Por ello, cuando se habla de participación ciudadana resulta indispensable diferenciarla de cualquier otro fenómeno análogo que carezca de la finalidad o propósito específico que la caracteriza: el propósito de incidencia. En efecto, la voluntad deliberada de “participar en la dirección de los asuntos públicos,” de transformar procesos de toma de decisiones y, en fin, de darle forma a los asuntos de interés público, es lo que destaca a la participación ciudadana de cualquier otro fenómeno que implique el ejercicio de derechos y libertades básicas.

La base de una democracia participativa, desde luego, consiste en la presencia y articulación adecuada de espacios para la intervención de la ciudadanía. La existencia de “modelos de incidencia” que se institucionalizan con este propósito permite prever una mayor y mejor suma de interacciones positivas entre sociedad y gobierno. No existe pues disputa entre esta dimensión participativa y la representativa de un sistema político democrático, sólo la posibilidad de complementarlos adecuadamente en beneficio de mejores resultados en la gestión de asuntos de interés público.

Para la adecuada creación y operación de estos modelos de incidencia, además de este sustento teórico y “ontológico” de la participación ciudadana, se ha avanzado de igual forma en el estudio y conocimiento de algunas particularidades del fenómeno, como en la clasificación de mecanismos. Este no es un ejercicio ocioso de ordenamiento del conocimiento; se trata de verdaderas herramientas de análisis que permiten prever cómo operará un mecanismo en la práctica, cuáles serán sus alcances y limitaciones, así como en qué consiste finalmente su propósito específico. En este estudio se retoman clasificaciones como las elaboradas por la OCDE y el MESICIC, que informan sobre los mecanismos más frecuentes y sus características; sin embargo, en relación con nuestra caracterización de incidencia, resulta claro que estos esquemas ofrecen modelos de “transparencia” y “consulta” que no necesariamente (sino muy tangencialmente) dirigen la actuación del ciudadano hacia una incidencia consistente.

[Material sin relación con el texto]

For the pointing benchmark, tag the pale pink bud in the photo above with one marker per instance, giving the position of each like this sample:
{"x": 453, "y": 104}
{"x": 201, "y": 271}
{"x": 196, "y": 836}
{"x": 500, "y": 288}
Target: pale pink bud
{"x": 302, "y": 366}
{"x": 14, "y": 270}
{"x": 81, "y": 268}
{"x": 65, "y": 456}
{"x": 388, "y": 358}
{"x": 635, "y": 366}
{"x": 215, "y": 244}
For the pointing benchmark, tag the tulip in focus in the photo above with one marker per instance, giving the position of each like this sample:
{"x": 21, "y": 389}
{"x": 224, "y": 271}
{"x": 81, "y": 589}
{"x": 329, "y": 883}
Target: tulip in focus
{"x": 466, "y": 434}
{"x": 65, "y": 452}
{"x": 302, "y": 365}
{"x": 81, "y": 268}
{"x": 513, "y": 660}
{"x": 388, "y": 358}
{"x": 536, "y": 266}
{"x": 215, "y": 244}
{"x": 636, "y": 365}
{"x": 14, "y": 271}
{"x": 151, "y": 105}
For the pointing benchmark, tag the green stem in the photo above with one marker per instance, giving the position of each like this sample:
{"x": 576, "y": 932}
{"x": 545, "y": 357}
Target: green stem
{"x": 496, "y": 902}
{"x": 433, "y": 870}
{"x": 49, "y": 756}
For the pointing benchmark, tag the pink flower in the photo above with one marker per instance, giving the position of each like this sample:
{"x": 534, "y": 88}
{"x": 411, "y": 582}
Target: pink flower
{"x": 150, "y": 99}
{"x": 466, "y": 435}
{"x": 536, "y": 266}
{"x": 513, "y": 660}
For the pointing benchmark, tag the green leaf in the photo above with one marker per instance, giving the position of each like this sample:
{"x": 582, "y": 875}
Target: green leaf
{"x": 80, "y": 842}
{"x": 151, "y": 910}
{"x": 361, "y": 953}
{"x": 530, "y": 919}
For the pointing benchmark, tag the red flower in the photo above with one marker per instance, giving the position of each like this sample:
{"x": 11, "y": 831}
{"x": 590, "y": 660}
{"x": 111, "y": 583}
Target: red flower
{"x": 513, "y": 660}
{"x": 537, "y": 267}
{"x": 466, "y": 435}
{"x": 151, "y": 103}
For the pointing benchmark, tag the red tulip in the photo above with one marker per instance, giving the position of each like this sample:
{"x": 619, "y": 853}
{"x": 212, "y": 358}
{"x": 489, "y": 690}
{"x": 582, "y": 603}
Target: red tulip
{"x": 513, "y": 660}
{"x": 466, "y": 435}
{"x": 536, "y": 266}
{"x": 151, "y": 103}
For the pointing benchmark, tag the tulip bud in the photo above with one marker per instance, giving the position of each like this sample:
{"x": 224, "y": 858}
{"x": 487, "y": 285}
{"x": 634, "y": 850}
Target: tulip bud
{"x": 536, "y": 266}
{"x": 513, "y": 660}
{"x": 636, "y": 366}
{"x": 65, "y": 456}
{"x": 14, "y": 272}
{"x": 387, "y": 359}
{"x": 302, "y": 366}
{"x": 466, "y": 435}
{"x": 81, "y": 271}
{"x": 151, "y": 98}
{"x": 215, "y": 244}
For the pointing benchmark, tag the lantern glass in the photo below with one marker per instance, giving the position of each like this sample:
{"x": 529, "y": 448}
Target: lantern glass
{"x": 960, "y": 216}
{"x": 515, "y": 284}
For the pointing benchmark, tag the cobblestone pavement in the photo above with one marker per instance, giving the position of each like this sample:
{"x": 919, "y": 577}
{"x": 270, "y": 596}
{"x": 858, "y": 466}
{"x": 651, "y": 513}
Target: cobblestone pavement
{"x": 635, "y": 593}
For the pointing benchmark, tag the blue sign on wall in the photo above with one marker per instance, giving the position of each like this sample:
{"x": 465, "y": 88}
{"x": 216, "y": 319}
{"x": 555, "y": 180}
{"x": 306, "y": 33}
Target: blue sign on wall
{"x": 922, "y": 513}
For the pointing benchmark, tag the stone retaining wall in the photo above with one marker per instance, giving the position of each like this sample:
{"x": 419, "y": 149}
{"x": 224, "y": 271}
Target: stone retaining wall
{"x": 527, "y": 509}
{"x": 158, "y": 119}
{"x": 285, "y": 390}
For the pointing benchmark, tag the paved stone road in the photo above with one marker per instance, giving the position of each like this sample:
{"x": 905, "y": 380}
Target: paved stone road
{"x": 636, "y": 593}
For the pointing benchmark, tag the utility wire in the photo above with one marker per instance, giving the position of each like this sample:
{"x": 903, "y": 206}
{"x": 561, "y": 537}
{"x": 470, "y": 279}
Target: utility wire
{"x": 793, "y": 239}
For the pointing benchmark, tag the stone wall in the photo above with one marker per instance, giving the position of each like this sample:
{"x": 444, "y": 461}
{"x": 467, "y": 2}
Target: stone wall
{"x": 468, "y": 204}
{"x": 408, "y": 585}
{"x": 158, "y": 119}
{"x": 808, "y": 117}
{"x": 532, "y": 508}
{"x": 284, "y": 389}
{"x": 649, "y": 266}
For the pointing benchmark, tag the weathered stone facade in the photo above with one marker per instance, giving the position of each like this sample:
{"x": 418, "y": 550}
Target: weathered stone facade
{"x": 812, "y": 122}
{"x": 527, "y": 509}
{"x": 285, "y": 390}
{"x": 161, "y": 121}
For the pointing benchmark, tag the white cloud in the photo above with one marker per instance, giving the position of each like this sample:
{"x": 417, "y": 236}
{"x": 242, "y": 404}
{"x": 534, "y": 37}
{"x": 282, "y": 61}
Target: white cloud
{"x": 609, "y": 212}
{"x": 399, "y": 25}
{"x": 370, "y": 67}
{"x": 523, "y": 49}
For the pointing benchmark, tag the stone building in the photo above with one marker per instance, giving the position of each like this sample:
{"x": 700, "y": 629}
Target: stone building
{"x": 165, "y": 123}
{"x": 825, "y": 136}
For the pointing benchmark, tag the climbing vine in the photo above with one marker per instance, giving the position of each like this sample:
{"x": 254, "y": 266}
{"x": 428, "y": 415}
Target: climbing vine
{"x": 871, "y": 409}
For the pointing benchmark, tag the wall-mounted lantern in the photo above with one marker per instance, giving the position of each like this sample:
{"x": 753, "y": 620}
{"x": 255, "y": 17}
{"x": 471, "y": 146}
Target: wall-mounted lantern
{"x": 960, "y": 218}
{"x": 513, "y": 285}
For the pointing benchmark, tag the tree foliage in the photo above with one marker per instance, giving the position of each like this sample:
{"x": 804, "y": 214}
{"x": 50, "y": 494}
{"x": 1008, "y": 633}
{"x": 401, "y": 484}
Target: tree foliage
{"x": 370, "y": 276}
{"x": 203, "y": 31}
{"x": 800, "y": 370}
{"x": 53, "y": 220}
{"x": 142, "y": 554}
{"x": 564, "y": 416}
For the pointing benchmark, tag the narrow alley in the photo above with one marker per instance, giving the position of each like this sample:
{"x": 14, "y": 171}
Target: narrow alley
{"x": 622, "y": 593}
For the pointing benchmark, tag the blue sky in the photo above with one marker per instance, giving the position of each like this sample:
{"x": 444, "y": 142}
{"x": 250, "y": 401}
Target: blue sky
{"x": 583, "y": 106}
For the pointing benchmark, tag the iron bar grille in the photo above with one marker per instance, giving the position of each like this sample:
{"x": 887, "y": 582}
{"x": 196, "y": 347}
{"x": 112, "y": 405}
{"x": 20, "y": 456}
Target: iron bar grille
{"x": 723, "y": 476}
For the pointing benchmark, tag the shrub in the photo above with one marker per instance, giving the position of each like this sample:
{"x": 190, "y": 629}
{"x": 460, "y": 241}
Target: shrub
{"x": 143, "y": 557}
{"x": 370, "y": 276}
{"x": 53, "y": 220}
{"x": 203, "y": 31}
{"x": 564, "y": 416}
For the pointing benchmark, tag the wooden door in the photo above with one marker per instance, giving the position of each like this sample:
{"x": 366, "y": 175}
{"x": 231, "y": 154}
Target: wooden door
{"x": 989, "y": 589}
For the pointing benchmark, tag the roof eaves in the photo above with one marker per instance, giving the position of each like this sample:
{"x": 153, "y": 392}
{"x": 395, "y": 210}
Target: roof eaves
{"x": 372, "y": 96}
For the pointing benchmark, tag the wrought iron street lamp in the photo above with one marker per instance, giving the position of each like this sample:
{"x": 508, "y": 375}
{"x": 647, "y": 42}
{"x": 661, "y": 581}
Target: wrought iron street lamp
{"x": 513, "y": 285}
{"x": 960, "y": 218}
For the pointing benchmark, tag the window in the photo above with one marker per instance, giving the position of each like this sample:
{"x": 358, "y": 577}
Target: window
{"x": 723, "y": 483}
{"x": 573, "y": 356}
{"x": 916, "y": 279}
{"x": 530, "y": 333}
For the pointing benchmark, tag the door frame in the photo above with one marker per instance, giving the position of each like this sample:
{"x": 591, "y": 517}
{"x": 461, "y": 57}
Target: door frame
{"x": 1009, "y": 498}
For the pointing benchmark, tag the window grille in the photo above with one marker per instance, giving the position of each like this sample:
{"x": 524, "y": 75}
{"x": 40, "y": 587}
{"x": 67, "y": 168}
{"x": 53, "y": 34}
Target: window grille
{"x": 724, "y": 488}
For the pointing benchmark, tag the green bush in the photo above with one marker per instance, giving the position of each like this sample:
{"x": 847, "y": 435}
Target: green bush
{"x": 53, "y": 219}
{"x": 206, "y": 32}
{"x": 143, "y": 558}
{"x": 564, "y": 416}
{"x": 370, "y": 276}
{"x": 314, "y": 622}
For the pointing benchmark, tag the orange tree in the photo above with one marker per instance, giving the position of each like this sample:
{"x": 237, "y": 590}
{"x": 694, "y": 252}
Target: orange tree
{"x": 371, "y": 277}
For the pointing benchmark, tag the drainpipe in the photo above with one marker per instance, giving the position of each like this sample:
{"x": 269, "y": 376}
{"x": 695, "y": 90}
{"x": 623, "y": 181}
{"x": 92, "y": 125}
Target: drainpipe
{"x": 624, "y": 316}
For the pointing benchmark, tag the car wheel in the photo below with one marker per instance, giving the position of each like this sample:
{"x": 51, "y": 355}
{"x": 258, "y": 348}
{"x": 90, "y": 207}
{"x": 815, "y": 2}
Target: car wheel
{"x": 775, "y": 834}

Ahora bien, incluso los mecanismos de “participación activa,” como los llama la OCDE, pueden ser desglosados de mejor manera para su comprensión. Por ello se ha hecho uso constante, en los Capítulos I y II, de la metodología de Ernesto Isunza para el descubrimiento de los puntos de contacto entre sociedad civil y gobierno, así como de sus consecuencias en la transferencia de información y en la vinculación del actuar de unos y otros sujetos. Por otra parte, para la región latinoamericana se destaca ampliamente la mención por el MESICIC de los “mecanismos de seguimiento a la gestión pública,” es decir, una serie de modelos de incidencia que permiten a la sociedad civil dar seguimiento a las acciones del gobierno, con el apoyo de las instancias públicas, para incidir en el fortalecimiento del ámbito público. Sin duda, entre nuestros modelos a examen, destacaron esta clase de mecanismos, como se mostró en su momento en el Capítulo II.